Au total, le cabinet dit avoir été destinataire de témoignages de sept personnes « faisant état de violences subies par des femmes de la part de l’Abbé Pierre sur une période allant de la fin des années 1970 à l’année 2005. »
– « J’ai dit +non+ » –
Parmi les faits rapportés, « des comportements inadaptés d’ordre personnel, une proposition sexuelle, des propos répétés à connotation sexuelle, des tentatives de contacts physiques non sollicités, des contacts non sollicités sur les seins ».
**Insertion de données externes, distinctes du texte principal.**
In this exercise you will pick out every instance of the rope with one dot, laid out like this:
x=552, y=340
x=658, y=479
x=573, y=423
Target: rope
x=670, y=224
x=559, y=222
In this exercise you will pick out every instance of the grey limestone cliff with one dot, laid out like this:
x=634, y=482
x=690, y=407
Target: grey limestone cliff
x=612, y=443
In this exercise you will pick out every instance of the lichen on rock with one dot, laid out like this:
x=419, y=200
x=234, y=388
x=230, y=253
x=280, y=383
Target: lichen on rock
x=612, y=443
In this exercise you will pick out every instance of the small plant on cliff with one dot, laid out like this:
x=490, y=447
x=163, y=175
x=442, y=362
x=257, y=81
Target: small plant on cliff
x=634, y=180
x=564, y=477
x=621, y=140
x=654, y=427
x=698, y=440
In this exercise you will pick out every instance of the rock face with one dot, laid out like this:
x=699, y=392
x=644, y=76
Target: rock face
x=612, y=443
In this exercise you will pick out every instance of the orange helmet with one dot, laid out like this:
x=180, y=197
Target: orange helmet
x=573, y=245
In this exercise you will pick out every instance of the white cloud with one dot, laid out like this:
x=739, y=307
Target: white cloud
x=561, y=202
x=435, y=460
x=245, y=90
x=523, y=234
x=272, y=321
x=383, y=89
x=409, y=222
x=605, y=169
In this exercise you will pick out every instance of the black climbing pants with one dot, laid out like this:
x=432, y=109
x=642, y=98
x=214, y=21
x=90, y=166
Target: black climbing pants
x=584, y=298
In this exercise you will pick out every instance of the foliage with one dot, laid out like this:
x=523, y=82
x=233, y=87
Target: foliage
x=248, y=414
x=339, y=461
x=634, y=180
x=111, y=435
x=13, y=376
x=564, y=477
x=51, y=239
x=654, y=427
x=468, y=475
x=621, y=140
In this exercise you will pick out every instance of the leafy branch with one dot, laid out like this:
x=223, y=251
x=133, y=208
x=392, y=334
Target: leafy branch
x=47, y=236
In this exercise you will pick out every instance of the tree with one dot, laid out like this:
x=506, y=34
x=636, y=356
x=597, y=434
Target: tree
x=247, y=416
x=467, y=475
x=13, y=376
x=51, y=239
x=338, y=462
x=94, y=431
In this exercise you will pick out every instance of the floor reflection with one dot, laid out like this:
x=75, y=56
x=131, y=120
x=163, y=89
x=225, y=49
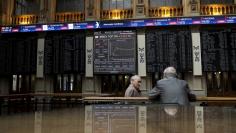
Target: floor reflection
x=122, y=119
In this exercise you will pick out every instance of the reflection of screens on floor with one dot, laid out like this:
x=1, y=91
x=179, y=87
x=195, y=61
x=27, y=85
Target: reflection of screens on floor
x=112, y=119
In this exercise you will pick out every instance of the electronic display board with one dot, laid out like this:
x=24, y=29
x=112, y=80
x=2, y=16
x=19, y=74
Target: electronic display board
x=114, y=52
x=196, y=20
x=218, y=50
x=168, y=48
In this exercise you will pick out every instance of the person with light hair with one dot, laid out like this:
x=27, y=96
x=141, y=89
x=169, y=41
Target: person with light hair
x=134, y=88
x=172, y=90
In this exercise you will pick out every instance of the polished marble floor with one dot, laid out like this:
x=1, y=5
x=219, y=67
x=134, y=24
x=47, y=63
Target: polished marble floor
x=110, y=118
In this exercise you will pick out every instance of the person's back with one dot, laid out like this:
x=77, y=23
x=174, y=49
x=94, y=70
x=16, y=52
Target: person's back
x=173, y=90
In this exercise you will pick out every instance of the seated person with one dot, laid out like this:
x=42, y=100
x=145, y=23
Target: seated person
x=133, y=89
x=171, y=89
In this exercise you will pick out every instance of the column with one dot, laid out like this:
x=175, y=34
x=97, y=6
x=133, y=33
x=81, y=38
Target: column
x=196, y=80
x=9, y=12
x=92, y=9
x=146, y=83
x=51, y=11
x=43, y=83
x=141, y=54
x=43, y=11
x=88, y=81
x=140, y=7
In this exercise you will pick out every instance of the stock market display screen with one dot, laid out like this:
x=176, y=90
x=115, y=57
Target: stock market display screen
x=169, y=48
x=114, y=52
x=218, y=50
x=64, y=53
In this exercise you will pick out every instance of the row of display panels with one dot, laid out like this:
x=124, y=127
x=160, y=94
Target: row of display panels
x=198, y=20
x=115, y=52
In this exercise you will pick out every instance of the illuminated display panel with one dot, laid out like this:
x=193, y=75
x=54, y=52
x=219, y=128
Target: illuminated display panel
x=114, y=52
x=121, y=24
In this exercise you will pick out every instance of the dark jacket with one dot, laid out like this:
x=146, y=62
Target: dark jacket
x=172, y=91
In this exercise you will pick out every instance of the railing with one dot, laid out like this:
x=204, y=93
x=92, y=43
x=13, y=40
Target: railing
x=69, y=17
x=25, y=19
x=217, y=9
x=117, y=14
x=166, y=12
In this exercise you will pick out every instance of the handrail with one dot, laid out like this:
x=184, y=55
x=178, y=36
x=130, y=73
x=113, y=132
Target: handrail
x=109, y=97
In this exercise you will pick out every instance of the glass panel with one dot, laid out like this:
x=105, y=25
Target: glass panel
x=112, y=4
x=162, y=3
x=108, y=118
x=105, y=4
x=120, y=4
x=127, y=4
x=216, y=2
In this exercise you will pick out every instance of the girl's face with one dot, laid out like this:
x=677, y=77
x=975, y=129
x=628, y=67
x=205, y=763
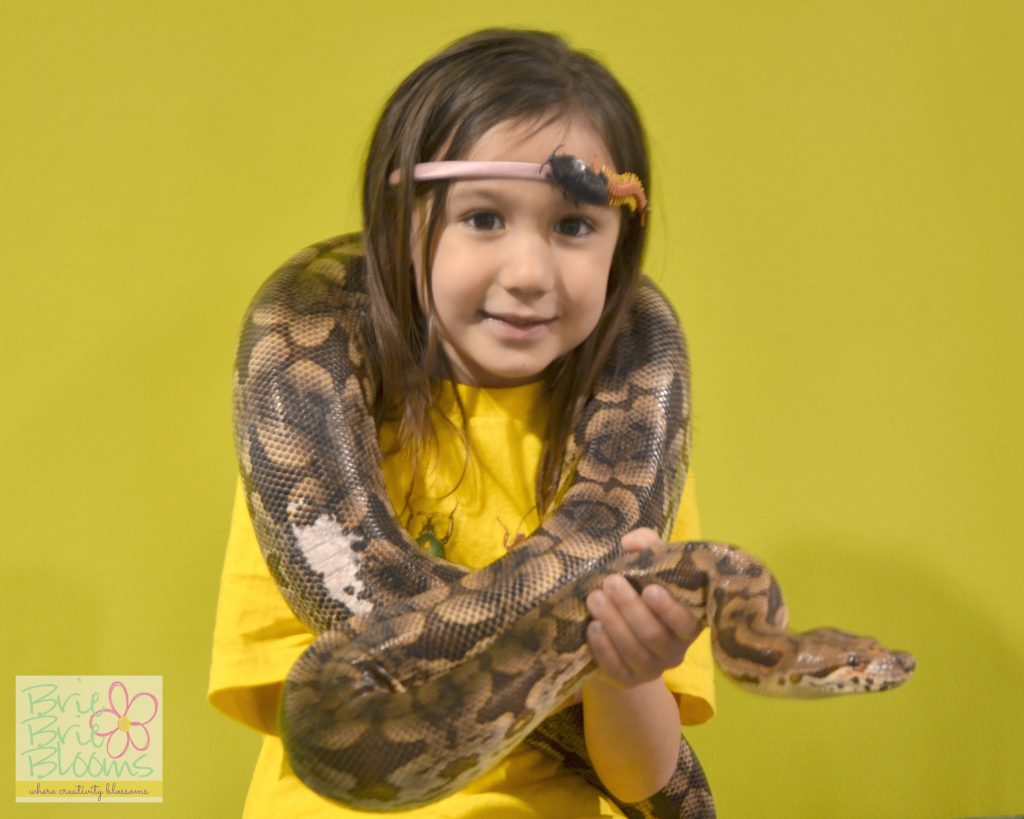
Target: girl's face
x=519, y=272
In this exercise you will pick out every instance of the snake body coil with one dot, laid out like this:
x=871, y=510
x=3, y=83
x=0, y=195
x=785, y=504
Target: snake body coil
x=424, y=675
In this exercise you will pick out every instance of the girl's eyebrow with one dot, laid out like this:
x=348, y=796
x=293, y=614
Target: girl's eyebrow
x=489, y=190
x=475, y=190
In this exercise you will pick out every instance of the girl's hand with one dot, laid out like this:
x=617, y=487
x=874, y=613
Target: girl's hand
x=635, y=637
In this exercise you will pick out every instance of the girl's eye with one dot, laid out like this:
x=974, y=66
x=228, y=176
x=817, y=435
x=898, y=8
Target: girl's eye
x=483, y=220
x=574, y=226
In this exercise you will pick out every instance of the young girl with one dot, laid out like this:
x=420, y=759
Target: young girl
x=496, y=296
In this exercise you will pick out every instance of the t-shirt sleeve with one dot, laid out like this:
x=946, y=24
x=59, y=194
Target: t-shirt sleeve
x=693, y=681
x=256, y=639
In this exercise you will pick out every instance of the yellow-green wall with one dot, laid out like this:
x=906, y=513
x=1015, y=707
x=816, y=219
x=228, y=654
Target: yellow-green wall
x=838, y=216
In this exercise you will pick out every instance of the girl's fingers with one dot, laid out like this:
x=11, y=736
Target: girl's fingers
x=675, y=616
x=648, y=634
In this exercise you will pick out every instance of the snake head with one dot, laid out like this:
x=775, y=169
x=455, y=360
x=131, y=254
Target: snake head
x=828, y=661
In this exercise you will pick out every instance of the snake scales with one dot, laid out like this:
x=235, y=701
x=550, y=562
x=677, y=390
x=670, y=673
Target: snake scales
x=423, y=675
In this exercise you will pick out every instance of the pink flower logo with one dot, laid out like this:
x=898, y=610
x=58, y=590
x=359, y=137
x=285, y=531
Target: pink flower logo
x=124, y=722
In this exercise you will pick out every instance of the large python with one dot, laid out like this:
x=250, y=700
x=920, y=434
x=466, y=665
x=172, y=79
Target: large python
x=424, y=675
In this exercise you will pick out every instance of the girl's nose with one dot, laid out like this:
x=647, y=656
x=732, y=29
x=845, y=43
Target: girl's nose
x=529, y=264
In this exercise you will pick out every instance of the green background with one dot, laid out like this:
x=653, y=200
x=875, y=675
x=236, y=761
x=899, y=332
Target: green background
x=838, y=208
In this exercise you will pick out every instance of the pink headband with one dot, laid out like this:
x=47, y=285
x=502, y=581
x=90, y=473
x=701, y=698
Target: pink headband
x=573, y=175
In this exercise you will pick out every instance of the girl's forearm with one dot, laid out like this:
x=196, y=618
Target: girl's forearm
x=632, y=735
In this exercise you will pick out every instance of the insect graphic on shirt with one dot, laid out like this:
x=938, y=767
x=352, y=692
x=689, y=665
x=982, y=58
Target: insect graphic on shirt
x=508, y=541
x=428, y=540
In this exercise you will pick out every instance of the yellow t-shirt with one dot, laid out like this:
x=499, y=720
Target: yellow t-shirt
x=257, y=638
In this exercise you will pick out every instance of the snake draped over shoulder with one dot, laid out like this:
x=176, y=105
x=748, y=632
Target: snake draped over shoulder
x=424, y=675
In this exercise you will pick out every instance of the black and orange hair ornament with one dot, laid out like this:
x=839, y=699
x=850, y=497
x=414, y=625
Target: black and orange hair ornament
x=580, y=181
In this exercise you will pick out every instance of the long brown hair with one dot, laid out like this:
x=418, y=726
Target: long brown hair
x=438, y=113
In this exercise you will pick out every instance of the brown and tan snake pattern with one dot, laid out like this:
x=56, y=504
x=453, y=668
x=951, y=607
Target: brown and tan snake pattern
x=424, y=675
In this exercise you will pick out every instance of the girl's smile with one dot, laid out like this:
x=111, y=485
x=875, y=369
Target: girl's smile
x=519, y=272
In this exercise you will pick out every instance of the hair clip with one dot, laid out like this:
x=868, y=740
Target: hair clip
x=579, y=180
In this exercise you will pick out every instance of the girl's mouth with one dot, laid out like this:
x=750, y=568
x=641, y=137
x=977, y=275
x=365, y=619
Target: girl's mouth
x=517, y=328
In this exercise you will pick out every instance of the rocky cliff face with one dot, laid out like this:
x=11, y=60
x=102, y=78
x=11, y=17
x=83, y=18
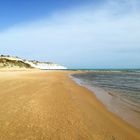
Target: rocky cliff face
x=8, y=61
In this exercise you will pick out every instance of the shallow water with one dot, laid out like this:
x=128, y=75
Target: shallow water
x=118, y=90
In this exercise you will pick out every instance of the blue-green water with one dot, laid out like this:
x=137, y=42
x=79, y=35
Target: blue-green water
x=122, y=85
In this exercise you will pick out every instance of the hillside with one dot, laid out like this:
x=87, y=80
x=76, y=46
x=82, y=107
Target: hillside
x=7, y=61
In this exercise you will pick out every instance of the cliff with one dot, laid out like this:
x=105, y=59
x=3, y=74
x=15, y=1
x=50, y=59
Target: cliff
x=10, y=62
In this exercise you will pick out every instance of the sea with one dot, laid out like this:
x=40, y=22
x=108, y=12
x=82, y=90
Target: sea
x=118, y=90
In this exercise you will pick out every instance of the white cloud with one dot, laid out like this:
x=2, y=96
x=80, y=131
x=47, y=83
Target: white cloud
x=80, y=35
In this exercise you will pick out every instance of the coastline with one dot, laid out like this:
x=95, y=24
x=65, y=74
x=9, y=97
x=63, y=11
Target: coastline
x=50, y=105
x=117, y=105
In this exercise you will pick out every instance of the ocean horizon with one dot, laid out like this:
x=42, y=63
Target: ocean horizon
x=118, y=90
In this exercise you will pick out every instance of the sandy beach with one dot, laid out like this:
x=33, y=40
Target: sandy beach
x=39, y=105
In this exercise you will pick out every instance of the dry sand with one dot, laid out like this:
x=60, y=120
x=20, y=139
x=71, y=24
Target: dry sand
x=37, y=105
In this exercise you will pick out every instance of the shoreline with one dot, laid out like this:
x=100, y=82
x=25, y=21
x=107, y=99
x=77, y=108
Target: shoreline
x=120, y=107
x=50, y=105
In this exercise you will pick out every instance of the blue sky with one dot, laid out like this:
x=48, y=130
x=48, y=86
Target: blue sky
x=75, y=33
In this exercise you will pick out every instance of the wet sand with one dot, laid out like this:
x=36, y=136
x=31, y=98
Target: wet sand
x=36, y=105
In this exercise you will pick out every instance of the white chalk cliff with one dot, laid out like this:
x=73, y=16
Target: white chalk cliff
x=33, y=64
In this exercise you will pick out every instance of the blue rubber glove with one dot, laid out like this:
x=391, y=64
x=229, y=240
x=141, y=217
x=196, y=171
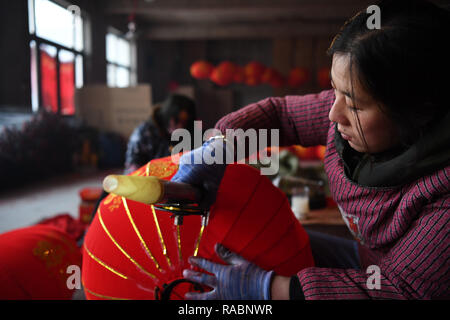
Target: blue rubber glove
x=240, y=280
x=197, y=170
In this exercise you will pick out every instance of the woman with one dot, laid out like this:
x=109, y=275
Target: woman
x=386, y=127
x=151, y=139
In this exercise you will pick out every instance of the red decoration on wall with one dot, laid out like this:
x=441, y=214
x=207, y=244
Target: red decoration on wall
x=253, y=73
x=298, y=77
x=48, y=80
x=201, y=69
x=239, y=75
x=323, y=78
x=67, y=86
x=223, y=74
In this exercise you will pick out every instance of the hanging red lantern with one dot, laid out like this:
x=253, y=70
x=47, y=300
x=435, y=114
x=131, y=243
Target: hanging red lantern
x=323, y=78
x=268, y=75
x=277, y=81
x=223, y=74
x=272, y=77
x=134, y=251
x=201, y=69
x=253, y=73
x=298, y=77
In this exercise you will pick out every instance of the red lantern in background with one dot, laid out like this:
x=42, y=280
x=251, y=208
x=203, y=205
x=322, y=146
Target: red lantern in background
x=272, y=77
x=253, y=73
x=201, y=69
x=298, y=77
x=323, y=78
x=223, y=74
x=239, y=76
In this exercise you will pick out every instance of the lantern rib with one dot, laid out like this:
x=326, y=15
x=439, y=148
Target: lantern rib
x=121, y=249
x=136, y=230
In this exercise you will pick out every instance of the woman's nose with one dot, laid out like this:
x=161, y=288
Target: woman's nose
x=338, y=111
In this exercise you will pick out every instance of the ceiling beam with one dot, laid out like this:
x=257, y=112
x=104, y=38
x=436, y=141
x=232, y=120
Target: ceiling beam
x=238, y=31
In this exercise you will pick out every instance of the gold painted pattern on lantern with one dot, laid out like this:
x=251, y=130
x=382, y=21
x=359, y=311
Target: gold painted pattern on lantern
x=121, y=249
x=114, y=200
x=136, y=230
x=101, y=295
x=161, y=169
x=161, y=239
x=197, y=245
x=50, y=254
x=104, y=265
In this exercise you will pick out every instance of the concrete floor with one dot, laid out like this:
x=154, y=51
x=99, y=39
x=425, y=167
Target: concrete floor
x=25, y=206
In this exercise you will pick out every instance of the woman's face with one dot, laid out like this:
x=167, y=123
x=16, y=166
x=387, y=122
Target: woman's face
x=379, y=131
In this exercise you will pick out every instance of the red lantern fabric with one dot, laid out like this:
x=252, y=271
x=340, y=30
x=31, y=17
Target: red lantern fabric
x=34, y=262
x=133, y=251
x=201, y=69
x=298, y=77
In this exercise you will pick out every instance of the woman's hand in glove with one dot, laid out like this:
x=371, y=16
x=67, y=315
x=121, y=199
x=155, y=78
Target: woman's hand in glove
x=204, y=168
x=240, y=280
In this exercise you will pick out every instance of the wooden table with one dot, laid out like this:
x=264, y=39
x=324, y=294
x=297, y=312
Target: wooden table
x=328, y=220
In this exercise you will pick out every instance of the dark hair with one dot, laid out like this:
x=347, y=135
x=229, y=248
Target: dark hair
x=404, y=65
x=171, y=108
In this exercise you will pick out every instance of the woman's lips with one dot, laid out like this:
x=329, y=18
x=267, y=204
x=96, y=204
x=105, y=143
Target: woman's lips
x=346, y=137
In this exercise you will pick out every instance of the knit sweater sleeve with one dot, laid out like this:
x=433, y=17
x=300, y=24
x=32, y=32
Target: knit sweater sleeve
x=416, y=267
x=301, y=119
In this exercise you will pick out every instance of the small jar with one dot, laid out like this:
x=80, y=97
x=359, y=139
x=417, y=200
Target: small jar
x=300, y=202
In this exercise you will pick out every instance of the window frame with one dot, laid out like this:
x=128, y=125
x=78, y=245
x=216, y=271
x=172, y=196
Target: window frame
x=39, y=40
x=132, y=69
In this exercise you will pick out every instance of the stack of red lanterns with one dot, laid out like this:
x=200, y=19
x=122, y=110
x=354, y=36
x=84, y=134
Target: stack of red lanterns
x=255, y=73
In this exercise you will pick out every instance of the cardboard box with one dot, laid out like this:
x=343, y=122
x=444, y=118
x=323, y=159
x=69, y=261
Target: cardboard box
x=118, y=110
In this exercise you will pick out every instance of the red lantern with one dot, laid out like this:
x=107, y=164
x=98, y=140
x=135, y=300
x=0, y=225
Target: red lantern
x=134, y=251
x=223, y=74
x=298, y=77
x=201, y=69
x=35, y=263
x=273, y=77
x=253, y=73
x=323, y=78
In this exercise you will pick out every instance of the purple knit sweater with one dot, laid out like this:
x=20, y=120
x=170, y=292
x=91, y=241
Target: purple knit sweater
x=403, y=230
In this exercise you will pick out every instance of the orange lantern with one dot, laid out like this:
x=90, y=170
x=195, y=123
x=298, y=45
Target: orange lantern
x=253, y=73
x=134, y=251
x=323, y=78
x=223, y=74
x=201, y=69
x=298, y=77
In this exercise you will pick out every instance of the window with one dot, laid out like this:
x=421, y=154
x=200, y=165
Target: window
x=120, y=61
x=56, y=45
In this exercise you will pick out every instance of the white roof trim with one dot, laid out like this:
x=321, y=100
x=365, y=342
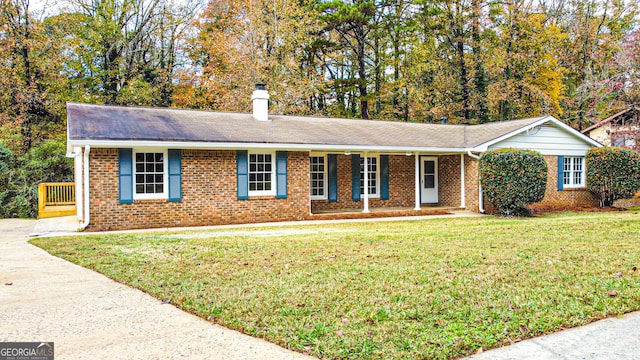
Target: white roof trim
x=483, y=147
x=264, y=146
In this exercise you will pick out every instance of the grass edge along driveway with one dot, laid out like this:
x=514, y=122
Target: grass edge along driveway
x=439, y=288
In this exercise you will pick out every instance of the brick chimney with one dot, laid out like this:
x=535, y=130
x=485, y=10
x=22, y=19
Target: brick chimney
x=260, y=99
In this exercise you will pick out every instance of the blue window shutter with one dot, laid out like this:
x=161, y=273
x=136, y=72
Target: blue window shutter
x=333, y=177
x=125, y=175
x=560, y=172
x=384, y=177
x=175, y=175
x=281, y=174
x=355, y=177
x=242, y=165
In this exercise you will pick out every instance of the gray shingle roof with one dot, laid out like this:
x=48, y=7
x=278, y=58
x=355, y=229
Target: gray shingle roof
x=115, y=123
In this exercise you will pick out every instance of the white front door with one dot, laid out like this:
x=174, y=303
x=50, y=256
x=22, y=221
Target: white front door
x=428, y=179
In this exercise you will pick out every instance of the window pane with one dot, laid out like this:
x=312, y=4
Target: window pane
x=429, y=182
x=429, y=167
x=149, y=173
x=259, y=172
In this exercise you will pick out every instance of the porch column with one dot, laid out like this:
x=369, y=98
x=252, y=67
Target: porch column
x=417, y=175
x=366, y=184
x=462, y=195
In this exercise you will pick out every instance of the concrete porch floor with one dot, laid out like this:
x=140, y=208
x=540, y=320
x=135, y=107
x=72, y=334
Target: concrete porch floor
x=68, y=225
x=380, y=212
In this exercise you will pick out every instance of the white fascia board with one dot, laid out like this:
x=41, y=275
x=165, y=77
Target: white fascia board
x=485, y=146
x=263, y=146
x=575, y=132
Une des femmes rapporte ainsi que l’Abbé Pierre « s’est mis à lui tripoter le sein gauche » alors qu’elle se trouvait « au pied de l’escalier, un endroit de type sas ».
Elle raconte une autre scène dans un bureau, quelques années plus tard : « Je me suis avancée vers lui pour lui serrer la main. Il a essayé de m’attirer vers la fenêtre. Je lui ai dit +Non, Père+. Il m’a dit +J’en ai besoin+. J’ai dit +non+, il est parti. »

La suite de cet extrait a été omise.